Breaking Sky(16)



“Pippin.” She prickled with nerves. “This apron is camouflaged. Did we just land on some secret Ri Xiong Di base?”

“We’re in Canada.”

“Canada?” She forced a laugh. “Oh man, you really freaked me out for a sec.”

“We shouldn’t be here.” No snark. No sarcasm.

“Yes, I know that, but we’ll be gone in five. What’re the odds that Ri Xiong Di is monitoring this tiny speck of an island at this exact second?”

“The odds are never in America’s favor, Nyx. That’s what this cold war has been all about.”

She switched the canopy latch and unstrapped her harness. Phoenix was so close, and about a mile away, a small hangar door opened and people poured out. Many people. “Let’s go make friends before that crowd sends us packing.”

“Chase! Listen to me!” Pippin yelled.

Chase jumped from Dragon, the deep fall sending a jolt through her knees. She hadn’t set down outside of the Arctic in so long that the mild lake breeze took her by surprise. “It’s too late,” she called up to her RIO. “We’re all in now.”
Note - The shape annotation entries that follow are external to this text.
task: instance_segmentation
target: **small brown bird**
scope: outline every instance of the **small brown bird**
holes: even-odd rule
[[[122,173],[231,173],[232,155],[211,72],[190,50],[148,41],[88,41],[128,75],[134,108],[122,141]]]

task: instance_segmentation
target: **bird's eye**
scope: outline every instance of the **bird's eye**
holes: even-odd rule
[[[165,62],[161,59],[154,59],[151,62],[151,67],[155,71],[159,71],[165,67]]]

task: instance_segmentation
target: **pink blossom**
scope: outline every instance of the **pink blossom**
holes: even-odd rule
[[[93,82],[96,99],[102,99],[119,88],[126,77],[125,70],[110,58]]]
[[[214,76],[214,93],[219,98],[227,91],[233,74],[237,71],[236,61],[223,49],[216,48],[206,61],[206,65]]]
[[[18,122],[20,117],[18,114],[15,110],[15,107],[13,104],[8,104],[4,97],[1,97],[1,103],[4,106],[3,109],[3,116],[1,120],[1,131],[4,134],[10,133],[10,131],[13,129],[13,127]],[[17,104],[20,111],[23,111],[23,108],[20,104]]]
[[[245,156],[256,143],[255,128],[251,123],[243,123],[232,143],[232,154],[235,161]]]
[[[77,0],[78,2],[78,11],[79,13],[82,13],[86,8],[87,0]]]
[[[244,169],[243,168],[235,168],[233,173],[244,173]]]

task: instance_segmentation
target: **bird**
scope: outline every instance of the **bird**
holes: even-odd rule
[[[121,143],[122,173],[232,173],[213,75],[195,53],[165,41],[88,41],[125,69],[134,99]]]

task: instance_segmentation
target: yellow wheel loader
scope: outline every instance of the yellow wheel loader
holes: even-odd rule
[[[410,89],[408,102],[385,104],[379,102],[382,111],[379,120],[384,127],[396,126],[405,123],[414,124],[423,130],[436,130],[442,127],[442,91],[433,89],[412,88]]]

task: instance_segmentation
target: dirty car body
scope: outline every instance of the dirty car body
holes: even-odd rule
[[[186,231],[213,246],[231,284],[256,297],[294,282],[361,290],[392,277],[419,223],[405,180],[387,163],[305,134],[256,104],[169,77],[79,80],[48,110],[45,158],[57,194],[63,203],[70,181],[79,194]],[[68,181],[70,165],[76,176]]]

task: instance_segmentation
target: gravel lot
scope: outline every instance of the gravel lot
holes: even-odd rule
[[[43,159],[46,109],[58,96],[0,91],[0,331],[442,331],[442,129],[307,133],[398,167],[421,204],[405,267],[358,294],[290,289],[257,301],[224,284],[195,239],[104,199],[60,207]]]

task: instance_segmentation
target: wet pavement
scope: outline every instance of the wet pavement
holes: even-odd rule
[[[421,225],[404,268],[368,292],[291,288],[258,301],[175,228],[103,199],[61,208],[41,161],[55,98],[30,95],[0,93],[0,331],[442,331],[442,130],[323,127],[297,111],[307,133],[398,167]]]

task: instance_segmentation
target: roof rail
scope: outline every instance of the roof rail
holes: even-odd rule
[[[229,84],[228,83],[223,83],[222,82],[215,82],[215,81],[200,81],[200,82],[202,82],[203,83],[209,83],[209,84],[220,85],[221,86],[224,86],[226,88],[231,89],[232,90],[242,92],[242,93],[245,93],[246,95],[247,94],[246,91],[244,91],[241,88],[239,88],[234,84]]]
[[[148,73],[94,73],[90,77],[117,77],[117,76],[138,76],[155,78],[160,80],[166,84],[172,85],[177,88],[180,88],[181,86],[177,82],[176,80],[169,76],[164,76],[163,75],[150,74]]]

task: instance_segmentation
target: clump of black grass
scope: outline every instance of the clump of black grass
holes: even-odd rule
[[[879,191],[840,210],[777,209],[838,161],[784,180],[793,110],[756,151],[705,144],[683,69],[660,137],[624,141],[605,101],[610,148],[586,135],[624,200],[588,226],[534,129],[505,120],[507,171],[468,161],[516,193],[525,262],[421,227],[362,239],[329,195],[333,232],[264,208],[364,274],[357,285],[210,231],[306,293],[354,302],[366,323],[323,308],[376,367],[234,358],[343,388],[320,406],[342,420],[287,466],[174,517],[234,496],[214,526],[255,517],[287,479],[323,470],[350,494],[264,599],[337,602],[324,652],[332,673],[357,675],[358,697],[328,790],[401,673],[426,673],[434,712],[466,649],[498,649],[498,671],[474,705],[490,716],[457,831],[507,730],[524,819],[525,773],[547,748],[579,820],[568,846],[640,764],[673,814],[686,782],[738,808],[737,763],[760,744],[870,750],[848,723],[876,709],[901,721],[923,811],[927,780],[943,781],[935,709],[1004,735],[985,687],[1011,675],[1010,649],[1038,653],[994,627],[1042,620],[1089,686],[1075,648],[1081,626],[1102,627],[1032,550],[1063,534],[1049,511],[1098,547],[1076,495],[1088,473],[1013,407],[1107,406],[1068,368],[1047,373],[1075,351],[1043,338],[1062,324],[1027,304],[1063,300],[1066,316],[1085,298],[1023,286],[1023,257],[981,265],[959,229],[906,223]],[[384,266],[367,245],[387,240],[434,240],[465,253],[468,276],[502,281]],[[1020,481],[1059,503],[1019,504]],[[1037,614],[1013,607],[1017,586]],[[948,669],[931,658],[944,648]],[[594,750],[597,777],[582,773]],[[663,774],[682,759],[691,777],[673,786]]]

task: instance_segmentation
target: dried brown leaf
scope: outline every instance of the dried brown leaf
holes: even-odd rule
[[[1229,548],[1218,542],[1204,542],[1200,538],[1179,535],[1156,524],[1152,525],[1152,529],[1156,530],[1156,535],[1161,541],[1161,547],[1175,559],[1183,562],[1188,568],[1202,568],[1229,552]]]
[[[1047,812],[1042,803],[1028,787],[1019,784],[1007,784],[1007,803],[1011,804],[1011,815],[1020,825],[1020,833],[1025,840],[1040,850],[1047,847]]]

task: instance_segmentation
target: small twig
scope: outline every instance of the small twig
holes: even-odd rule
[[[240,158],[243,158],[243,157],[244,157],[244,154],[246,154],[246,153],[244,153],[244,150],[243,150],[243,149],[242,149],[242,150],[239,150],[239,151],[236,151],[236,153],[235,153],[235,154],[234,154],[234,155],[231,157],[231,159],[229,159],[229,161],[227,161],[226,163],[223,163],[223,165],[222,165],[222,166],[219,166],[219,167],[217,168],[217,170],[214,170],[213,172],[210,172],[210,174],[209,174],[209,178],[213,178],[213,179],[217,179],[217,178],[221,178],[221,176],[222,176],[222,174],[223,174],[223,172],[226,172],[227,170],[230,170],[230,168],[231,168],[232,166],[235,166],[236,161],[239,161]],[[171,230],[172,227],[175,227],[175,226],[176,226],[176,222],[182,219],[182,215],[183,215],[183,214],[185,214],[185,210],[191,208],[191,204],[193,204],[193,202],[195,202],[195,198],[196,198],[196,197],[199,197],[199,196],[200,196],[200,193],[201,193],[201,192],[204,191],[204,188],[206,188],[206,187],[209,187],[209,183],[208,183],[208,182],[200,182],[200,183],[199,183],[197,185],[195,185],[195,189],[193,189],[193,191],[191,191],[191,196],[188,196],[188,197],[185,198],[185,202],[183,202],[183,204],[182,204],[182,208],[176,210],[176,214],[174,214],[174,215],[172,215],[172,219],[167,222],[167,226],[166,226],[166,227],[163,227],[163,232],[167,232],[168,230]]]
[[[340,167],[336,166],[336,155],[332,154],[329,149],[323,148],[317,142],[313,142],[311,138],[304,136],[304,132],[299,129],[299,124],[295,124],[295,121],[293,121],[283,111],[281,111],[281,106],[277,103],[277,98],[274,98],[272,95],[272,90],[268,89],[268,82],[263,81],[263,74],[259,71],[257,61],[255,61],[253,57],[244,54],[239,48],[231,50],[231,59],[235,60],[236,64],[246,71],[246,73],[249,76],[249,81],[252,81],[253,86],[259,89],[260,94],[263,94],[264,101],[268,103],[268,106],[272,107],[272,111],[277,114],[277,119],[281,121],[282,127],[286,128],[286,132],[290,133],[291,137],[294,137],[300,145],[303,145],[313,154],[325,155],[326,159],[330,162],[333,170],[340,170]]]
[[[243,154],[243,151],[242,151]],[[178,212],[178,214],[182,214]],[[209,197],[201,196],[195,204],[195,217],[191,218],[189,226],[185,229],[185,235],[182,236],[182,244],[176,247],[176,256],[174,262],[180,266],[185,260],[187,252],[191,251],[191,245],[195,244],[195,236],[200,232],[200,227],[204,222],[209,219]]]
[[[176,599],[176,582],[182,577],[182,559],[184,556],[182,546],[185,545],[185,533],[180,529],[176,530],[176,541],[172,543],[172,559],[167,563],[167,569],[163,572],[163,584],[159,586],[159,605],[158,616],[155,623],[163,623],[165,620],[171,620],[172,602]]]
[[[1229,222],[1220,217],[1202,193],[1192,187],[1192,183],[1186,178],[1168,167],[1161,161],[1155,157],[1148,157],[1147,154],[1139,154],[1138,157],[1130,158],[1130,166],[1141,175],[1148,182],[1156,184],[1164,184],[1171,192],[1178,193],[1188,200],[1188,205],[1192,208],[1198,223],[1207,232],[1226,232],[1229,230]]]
She popped her helmet off and messed the sweat through her fauxhawk into a more pleasing look. “Will it make a difference if we go say hi?”

“I don’t know,” he called out.

“Don’t you want to meet them?” She fought the edge of a smile as Pippin de-helmeted, swore, and scrambled down from Dragon.

“You’re crazy, Nyx.”

“Yeah, but I’m not cracking up.” They jogged to Phoenix together. “Come down!” she yelled at the two figures in the cockpit.

Phoenix’s canopy lifted, and the pilot and RIO leaped out. Chase stepped back, bumping into Pippin. Phoenix’s team was a lot bigger than they appeared in the air. Both of them were over six feet tall with swimmer’s shoulders.

“Think you owe me five bucks,” Pippin muttered. “Those aren’t boys. They’re men.”

The RIO took his helmet off first—and threw it. He was the sort of wide-broad guy that could pass for fifteen or twenty-five. Still, he was cute—if you didn’t mind the caveman-worthy brow ridge.

Before Chase could put a greeting together, the RIO charged. He hit Pippin like a linebacker, tossing him to the pavement. Chase threw herself on the guy’s back. She got her elbow around his neck and was about to choke him when the pilot lifted her off like she weighed nothing. He tossed her down and hauled his RIO away from Pippin.

“You’ve ruined everything!” the RIO shouted as his pilot dragged him to a safer distance. His voice cramped with a French accent.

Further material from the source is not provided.